News Corporation are conducted principally in the United States, Continental Europe, the United Kingdom, Australia, Asia and the Pacific Basin.

 

This communication shall not constitute an offer to sell or the solicitation of an offer to sell or the solicitation of an offer to buy any securities, nor shall there be any sale of securities in any jurisdiction in which such offer, solicitation or sale would be unlawful prior to registration or qualification under the securities laws of any such jurisdiction.
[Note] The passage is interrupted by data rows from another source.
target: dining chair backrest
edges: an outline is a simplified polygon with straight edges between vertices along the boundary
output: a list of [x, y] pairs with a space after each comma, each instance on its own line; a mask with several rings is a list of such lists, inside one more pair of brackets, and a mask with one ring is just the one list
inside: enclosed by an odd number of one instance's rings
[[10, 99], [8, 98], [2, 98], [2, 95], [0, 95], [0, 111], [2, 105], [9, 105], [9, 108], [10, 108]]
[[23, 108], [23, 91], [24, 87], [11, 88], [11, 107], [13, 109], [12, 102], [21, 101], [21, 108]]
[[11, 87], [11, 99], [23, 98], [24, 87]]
No offering of securities shall be made except by means of an appropriate prospectus.

 

FORWARD-LOOKING STATEMENTS

 

This communication contains statements that constitute forward-looking statements within the meaning of the Private Securities Litigation Reform Act of 1995. Investors are cautioned that any such forward-looking statements are not guarantees of future performance or results and involve risks and uncertainties, and that actual results or developments may differ materially from those in the forward-looking statements as a result of various factors, including financial community and rating agency perceptions of the company and its business, operations, financial condition and the industry in which it operates and the factors described in the company’s filings with the Securities and Exchange Commission, including the sections entitled “Risk Factors” and “Management’s Discussion and Analysis of Financial Condition and Results of Operations” contained therein. The company disclaims any obligation to update the forward-looking statements contained herein.